The runtime layer sits inline on every inference and agent action, making per-action decisions (allow, restrict, challenge, deny, or monitor) in under 100ms.

Frequently Asked Questions

What is continuous automated red teaming?

CART is an offensive security practice that uses automated tooling to continuously simulate real-world adversary TTPs across an organization's environment. Unlike scheduled penetration tests, it runs on an ongoing loop, catching vulnerabilities as they emerge from configuration changes, software updates, or personnel shifts.

What are the stages of the attack cycle in continuous automated red teaming?

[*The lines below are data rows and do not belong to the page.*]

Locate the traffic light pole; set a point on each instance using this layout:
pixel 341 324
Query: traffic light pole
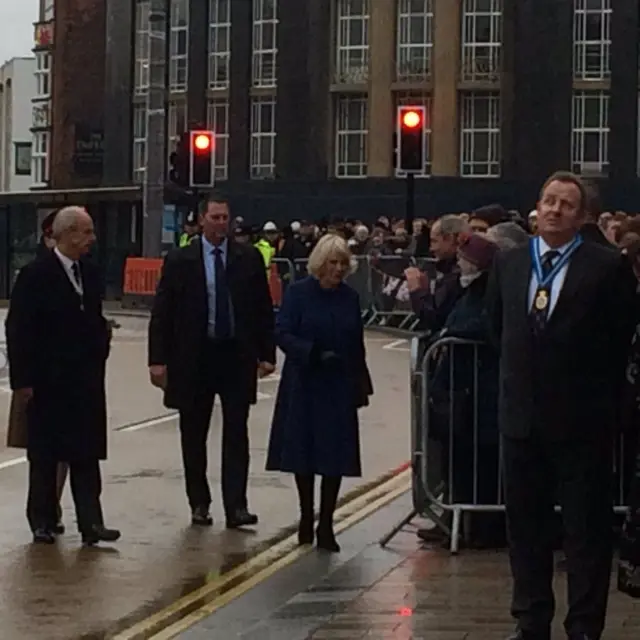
pixel 410 203
pixel 154 179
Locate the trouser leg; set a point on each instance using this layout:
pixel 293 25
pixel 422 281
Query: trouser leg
pixel 529 498
pixel 41 498
pixel 86 487
pixel 194 430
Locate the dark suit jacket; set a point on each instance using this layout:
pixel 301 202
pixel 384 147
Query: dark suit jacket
pixel 566 383
pixel 179 318
pixel 58 345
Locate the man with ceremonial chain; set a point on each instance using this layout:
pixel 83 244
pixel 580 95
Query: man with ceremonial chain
pixel 562 312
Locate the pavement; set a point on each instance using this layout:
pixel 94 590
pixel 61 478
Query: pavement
pixel 67 593
pixel 401 592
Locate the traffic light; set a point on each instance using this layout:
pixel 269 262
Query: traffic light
pixel 410 137
pixel 201 158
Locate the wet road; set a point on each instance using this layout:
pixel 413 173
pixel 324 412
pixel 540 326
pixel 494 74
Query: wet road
pixel 68 592
pixel 403 592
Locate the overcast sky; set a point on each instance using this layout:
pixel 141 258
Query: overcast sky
pixel 16 27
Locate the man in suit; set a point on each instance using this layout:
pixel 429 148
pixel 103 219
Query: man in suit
pixel 211 333
pixel 562 311
pixel 58 344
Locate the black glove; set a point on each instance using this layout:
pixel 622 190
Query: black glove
pixel 329 358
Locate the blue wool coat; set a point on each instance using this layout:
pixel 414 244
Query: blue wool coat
pixel 315 422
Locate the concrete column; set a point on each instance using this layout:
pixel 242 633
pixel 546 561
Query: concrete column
pixel 382 37
pixel 444 105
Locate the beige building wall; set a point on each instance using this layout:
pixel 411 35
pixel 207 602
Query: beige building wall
pixel 445 148
pixel 382 40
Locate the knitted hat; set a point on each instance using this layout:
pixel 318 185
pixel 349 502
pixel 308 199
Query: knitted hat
pixel 478 251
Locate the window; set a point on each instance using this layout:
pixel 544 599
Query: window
pixel 48 10
pixel 480 135
pixel 22 161
pixel 218 121
pixel 219 43
pixel 176 125
pixel 591 39
pixel 351 136
pixel 178 46
pixel 481 39
pixel 590 138
pixel 415 40
pixel 40 158
pixel 43 74
pixel 141 46
pixel 263 138
pixel 352 29
pixel 139 143
pixel 265 24
pixel 418 100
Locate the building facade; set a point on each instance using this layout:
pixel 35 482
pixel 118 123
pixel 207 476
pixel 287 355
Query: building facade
pixel 17 87
pixel 307 90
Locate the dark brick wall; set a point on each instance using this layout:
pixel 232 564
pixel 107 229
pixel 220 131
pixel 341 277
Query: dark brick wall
pixel 78 84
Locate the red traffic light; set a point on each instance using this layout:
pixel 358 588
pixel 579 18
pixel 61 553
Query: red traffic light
pixel 411 119
pixel 202 142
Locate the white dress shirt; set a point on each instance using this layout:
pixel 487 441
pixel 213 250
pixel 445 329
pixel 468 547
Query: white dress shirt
pixel 558 281
pixel 68 263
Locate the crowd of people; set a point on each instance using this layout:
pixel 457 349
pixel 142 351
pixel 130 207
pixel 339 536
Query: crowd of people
pixel 553 298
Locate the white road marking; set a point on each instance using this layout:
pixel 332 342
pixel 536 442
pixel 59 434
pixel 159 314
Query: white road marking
pixel 12 463
pixel 397 345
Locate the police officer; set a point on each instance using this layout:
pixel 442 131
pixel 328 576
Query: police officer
pixel 191 229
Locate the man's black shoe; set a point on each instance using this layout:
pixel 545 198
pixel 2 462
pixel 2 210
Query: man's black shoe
pixel 58 529
pixel 43 536
pixel 241 518
pixel 200 517
pixel 99 533
pixel 527 635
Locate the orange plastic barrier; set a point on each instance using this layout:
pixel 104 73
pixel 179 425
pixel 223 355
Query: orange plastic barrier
pixel 141 276
pixel 275 285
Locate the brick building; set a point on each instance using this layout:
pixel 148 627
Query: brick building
pixel 303 91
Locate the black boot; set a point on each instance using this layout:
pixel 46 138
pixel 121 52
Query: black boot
pixel 304 483
pixel 328 500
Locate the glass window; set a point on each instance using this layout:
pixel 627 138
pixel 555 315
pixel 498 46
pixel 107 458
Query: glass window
pixel 139 143
pixel 480 135
pixel 418 100
pixel 481 40
pixel 219 43
pixel 265 50
pixel 592 39
pixel 263 138
pixel 141 48
pixel 351 136
pixel 414 40
pixel 22 161
pixel 352 29
pixel 43 74
pixel 218 121
pixel 40 158
pixel 179 46
pixel 176 125
pixel 590 136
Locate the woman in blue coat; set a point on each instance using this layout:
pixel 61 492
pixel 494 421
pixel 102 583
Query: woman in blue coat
pixel 324 382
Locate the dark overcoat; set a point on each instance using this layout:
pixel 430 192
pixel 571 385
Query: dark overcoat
pixel 179 319
pixel 568 382
pixel 315 423
pixel 58 344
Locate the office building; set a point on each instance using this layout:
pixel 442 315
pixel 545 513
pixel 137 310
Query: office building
pixel 17 87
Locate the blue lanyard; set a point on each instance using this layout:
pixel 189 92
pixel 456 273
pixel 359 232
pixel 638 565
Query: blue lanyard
pixel 534 247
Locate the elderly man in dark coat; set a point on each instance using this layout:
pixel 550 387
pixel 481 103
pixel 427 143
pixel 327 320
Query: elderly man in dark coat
pixel 58 344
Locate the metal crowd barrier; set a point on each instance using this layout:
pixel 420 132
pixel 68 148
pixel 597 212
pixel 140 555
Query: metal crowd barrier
pixel 456 454
pixel 380 283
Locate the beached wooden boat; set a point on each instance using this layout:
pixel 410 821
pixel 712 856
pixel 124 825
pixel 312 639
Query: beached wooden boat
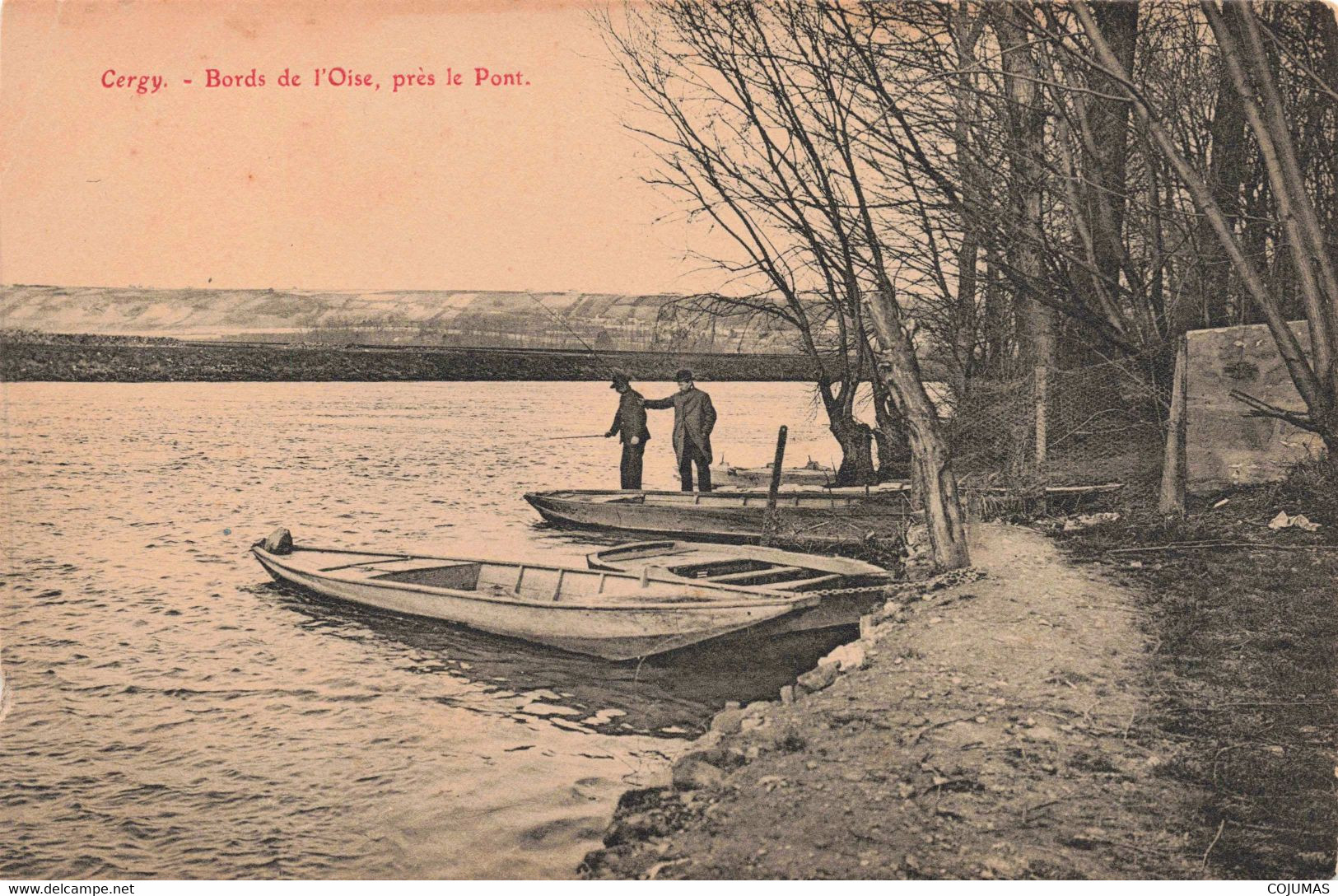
pixel 809 475
pixel 732 516
pixel 849 589
pixel 738 565
pixel 604 614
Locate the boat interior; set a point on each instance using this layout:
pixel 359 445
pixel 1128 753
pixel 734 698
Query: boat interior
pixel 539 583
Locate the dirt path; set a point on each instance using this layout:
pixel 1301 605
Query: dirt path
pixel 982 733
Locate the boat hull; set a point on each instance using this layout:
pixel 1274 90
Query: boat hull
pixel 614 632
pixel 818 518
pixel 856 585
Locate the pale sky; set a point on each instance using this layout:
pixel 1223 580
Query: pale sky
pixel 333 188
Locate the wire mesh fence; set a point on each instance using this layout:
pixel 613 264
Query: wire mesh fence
pixel 1084 426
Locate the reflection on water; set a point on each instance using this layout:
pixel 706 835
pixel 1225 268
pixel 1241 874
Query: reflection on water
pixel 177 714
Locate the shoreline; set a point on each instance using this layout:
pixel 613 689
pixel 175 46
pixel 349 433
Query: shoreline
pixel 147 362
pixel 988 728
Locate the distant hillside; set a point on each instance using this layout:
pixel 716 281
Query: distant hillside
pixel 417 317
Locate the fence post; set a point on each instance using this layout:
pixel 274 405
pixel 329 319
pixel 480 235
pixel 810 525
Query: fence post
pixel 1173 473
pixel 1042 399
pixel 768 520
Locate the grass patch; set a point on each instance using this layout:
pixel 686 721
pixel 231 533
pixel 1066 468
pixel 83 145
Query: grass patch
pixel 1245 661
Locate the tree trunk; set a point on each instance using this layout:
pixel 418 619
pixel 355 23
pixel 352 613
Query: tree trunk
pixel 856 455
pixel 1107 124
pixel 1027 131
pixel 894 446
pixel 1226 173
pixel 933 480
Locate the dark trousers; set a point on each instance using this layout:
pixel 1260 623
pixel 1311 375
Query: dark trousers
pixel 631 465
pixel 692 455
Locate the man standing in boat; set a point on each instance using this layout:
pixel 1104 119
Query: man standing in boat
pixel 631 422
pixel 693 419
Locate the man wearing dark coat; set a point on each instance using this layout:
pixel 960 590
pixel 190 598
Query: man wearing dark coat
pixel 693 419
pixel 631 424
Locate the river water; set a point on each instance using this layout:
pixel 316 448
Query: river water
pixel 171 713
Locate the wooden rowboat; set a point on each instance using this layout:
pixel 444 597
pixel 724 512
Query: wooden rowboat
pixel 738 565
pixel 811 475
pixel 849 589
pixel 731 516
pixel 612 615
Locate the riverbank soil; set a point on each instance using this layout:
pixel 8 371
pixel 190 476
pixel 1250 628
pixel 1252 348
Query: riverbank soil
pixel 1243 661
pixel 997 728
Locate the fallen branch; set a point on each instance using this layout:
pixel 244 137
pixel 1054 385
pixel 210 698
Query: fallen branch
pixel 1259 408
pixel 1209 851
pixel 1209 546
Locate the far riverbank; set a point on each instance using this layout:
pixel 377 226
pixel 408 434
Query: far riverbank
pixel 70 359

CART follows five sequential stages:

  1. Objective-setting and scoping
  2. Reconnaissance and credential harvesting
  3. Attack path discovery and execution (lateral movement, privilege escalation)
  4. Detection validation against live SIEM and EDR controls
  5. Reporting with prioritized remediation guidance

What types of attacks does continuous automated red teaming simulate?

CART simulates a broad range of attack types, including:

  • Reconnaissance and credential attacks
  • Web and API exploitation
  • Privilege escalation and lateral movement
  • Command-and-control beaconing
  • Data exfiltration

Its defining feature is chaining these into multi-stage attack paths that reveal the actual blast radius of a breach.

What is the difference between BAS and CART?

BAS tests whether predefined security controls block known attack techniques — it validates a fixed set of scenarios. CART dynamically explores unchained attack paths based on what it discovers in the environment, making it more adaptive to unknown threat vectors and novel attack combinations.

Does CART replace traditional red teaming?

No. CART automates the repeatable, scalable components of offensive testing while human red teamers focus on creative scenarios — social engineering, complex business-logic flaws, and novel techniques that automation cannot replicate. The approaches work best when run together.

How does CART support regulatory compliance?

Continuous attack simulation generates documented, replayable evidence of security control validation. This evidence maps directly to NIST CSF (DE.CM, ID.RA-01, ID.IM-02), PCI DSS v4.0.1 Requirements 11.3 and 11.4, ISO 27001 Annex A controls 8.8 and 8.29, and GDPR Article 32(1)(d) — giving auditors the proof of proactive security posture they require.